Saat teman sekelasnya menyatakan dirinya dengan bangga, senyum cerah menyebar di wajah gadis itu.
“Kerja bagus, Seung! Oh, aku akan membiarkan kalian berdua, jadi buat dirimu sendiri di rumah. Beri dia minum juga! Kami tidak punya apa pun untuk dimakan saat ini, tetapi saya selalu bisa membawa sesuatu. Aku mengandalkan mu. Jangan bertanya sesuatu yang konyol sekarang. Tunggu, mungkin aku harus mewawancarainya sendiri. ”
"Kedengarannya tidak etis."
"Kalau begitu, lakukan dengan benar!"
Mereka agak sibuk, dan gadis itu meninggalkan ruangan dengan tergesa-gesa. Teman sekelasnya menuntun Juho ke kamar dan berkata, "Duduklah di mana pun kamu suka. Aku akan membawakanmu air. "
"BAIK."
Kemudian, dia juga meninggalkan kamar dan berjalan ke dispenser air di ujung lorong. Juho melihat sekeliling ruangan. Ada meja-meja persegi panjang yang berjajar di samping satu sama lain. Sepertinya itu akan duduk setidaknya delapan orang dengan nyaman. Mungkin mereka adalah meja yang sama dengan yang ada di ruang sains. Meja pasti berasal dari ruang musik.

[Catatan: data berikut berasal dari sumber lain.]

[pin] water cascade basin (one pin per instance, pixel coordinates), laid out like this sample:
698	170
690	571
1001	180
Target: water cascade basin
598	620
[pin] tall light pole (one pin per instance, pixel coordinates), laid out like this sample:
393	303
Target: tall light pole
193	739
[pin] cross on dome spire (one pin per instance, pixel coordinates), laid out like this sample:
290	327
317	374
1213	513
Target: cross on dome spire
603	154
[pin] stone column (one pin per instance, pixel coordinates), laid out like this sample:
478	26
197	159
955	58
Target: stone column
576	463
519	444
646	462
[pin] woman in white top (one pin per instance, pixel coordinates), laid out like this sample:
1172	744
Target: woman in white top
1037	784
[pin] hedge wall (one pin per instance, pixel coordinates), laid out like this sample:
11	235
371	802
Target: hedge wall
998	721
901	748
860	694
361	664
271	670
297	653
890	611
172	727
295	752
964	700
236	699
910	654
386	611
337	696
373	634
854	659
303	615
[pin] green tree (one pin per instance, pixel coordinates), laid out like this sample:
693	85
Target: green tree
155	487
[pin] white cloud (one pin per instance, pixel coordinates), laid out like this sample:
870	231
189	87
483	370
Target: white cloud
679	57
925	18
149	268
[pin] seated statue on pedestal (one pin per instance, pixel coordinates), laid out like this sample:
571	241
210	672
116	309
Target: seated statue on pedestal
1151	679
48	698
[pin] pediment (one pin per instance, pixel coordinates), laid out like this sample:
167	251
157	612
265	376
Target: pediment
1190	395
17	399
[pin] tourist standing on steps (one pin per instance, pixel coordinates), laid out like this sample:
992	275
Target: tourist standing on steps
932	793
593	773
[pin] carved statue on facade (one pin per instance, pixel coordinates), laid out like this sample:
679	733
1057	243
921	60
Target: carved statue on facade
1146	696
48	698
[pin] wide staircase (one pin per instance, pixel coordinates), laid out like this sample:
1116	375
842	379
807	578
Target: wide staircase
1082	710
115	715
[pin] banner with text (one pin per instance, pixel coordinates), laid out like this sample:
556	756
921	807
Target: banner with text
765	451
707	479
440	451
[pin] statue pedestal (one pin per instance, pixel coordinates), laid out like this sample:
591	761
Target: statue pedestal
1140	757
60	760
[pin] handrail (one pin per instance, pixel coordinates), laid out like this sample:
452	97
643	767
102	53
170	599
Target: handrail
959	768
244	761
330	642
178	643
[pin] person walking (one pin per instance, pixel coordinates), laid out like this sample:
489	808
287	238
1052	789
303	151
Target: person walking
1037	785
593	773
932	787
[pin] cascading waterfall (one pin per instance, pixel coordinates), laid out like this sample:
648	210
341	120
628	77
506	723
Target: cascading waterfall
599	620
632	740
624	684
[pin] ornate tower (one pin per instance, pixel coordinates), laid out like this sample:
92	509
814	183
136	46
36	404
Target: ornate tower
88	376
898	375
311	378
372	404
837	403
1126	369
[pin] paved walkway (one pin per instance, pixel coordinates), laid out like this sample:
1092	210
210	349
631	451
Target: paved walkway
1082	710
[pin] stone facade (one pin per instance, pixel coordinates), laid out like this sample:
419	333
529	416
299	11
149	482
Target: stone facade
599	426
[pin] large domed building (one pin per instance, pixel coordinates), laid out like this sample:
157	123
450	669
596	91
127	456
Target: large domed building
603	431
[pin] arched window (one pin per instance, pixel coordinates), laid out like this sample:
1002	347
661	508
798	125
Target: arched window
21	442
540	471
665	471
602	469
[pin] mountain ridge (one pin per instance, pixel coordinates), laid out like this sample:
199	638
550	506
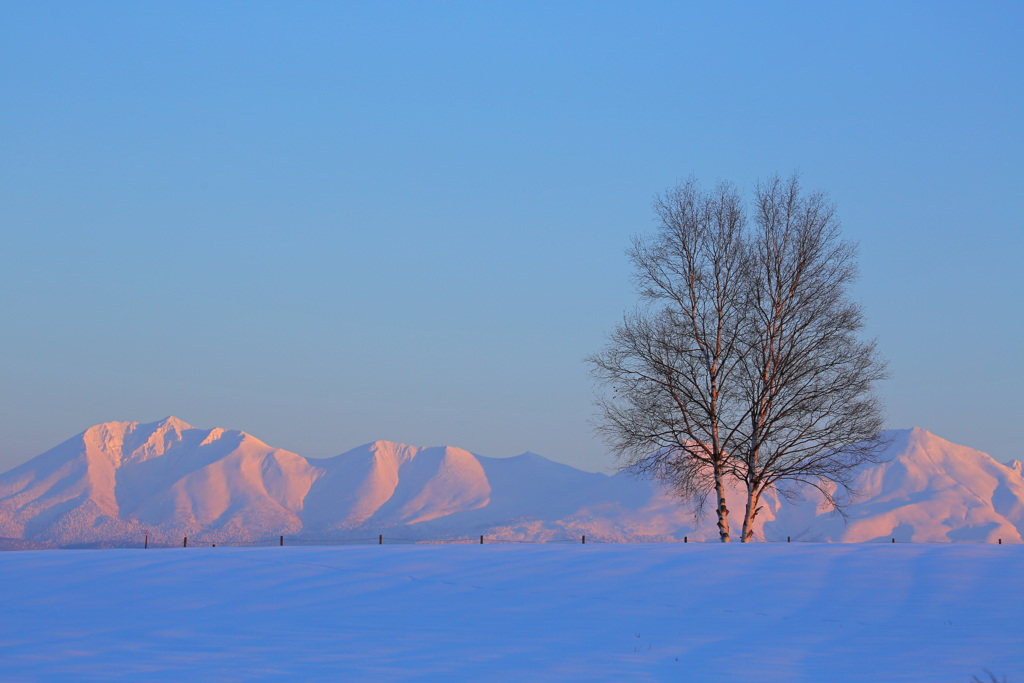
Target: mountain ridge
116	480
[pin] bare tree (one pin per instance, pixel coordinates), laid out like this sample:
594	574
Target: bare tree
667	411
807	377
743	358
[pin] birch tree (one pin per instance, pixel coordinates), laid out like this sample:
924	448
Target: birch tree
743	358
806	375
666	403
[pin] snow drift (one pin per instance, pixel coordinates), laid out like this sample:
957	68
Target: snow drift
116	480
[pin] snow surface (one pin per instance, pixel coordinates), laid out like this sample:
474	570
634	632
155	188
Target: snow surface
115	481
516	612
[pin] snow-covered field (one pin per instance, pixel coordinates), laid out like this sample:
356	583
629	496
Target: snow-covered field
517	612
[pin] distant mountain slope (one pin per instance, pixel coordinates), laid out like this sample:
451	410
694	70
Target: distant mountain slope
116	480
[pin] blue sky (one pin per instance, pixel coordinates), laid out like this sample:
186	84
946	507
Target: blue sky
332	223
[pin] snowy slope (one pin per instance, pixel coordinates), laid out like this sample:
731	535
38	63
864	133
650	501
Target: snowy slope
517	612
118	479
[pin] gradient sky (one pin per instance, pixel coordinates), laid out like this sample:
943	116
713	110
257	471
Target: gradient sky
332	223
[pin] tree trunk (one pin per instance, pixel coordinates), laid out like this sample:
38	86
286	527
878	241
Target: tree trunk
753	498
723	512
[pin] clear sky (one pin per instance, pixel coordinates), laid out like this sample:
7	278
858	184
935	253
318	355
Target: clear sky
330	223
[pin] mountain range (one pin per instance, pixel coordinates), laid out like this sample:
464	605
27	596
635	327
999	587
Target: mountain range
118	480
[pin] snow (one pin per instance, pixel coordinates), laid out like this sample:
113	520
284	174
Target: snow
514	612
114	481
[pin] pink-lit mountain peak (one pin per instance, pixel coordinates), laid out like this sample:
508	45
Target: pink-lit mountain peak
118	478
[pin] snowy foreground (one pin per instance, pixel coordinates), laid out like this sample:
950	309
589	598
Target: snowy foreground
516	612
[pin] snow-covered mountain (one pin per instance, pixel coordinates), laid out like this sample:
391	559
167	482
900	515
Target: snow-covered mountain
115	480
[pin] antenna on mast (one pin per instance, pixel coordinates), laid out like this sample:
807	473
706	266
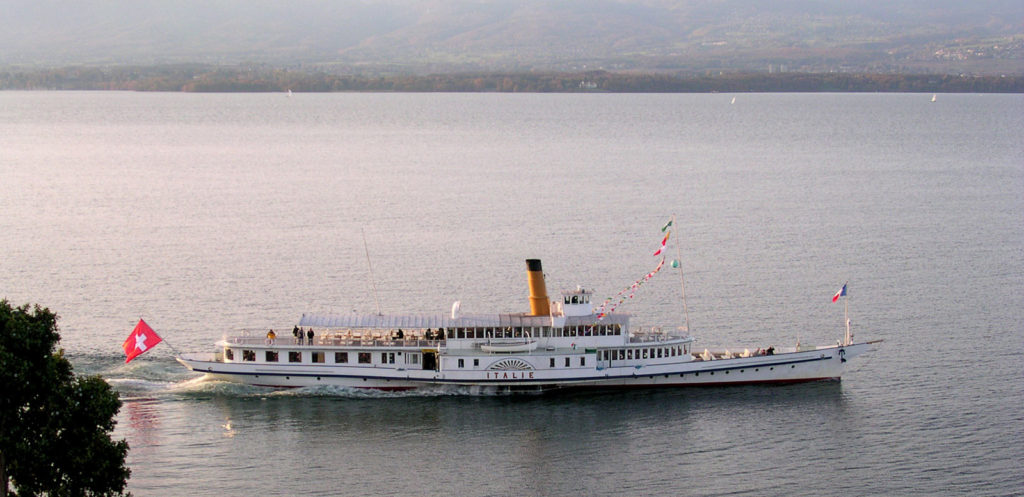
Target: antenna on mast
682	286
371	266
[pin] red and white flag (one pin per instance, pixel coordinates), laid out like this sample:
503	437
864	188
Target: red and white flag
141	339
664	242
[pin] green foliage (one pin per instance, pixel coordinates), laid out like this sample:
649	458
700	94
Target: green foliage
54	426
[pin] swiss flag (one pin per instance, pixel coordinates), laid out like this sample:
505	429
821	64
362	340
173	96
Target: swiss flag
141	339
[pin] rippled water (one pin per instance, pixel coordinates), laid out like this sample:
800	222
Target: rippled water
212	213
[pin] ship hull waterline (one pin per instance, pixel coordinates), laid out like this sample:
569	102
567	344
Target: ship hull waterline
816	365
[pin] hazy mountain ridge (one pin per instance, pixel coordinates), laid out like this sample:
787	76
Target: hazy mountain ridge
464	35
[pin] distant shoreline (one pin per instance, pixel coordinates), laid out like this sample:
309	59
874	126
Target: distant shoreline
196	78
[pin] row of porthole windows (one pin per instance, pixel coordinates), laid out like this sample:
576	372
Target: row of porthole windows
646	353
568	363
520	331
772	368
316	357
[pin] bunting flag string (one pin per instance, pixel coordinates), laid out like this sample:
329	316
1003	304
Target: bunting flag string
627	293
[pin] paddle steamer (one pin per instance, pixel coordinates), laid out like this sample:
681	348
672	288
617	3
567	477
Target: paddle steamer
564	343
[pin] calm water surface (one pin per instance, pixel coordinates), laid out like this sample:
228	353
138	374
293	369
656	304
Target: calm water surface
212	213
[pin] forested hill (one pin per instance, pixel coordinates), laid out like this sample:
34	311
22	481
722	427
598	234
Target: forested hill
386	37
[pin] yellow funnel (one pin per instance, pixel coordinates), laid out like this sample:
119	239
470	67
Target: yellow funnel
539	303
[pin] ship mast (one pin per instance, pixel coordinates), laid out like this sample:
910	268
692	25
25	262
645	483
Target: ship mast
371	267
682	285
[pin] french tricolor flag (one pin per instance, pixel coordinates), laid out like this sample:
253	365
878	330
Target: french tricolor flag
840	293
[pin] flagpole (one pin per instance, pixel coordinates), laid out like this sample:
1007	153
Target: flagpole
371	266
682	285
846	316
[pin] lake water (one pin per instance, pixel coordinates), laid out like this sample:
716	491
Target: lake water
209	213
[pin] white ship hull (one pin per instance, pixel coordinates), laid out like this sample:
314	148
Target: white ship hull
528	372
559	344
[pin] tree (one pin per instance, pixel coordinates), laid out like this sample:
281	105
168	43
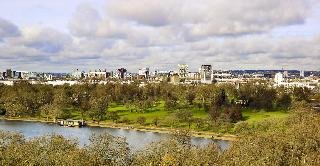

Juho duduk di baris pertama dan melihat Janggu beristirahat di sebelah papan tulis. Sebuah piano ada di sisi lain papan, dan seorang Geomungo bersandar padanya. Instrumen Timur dan Barat datang bersama secara harmonis di ruangan itu. Di sisi lain, surat kabar menyebar di tengah ruangan memancarkan tampilan yang agak tidak teratur. Entah bagaimana cocok dengan anggota Klub Surat Kabar.
(Catatan TL: Janggu: Drum Korea Tradisional. Geomungo: Sitar Korea Tradisional)
Juho tidak pernah diwawancarai di tempat seperti itu. Biasanya, itu terjadi di restoran kelas atas atau kantor mewah, di mana tempat itu menyediakan latar belakang yang cocok untuk foto. Sekarang, dia akan melakukan wawancara pertamanya di ruang yang berantakan dan tidak terorganisir. Juho merasa agak bersemangat untuk mengantisipasi wawancara yang akan datang.
"Terima kasih telah menunggu!"
Fakta bahwa dia sedang diwawancarai oleh anak lelaki mirip monyet membuat Juho semakin menantikannya.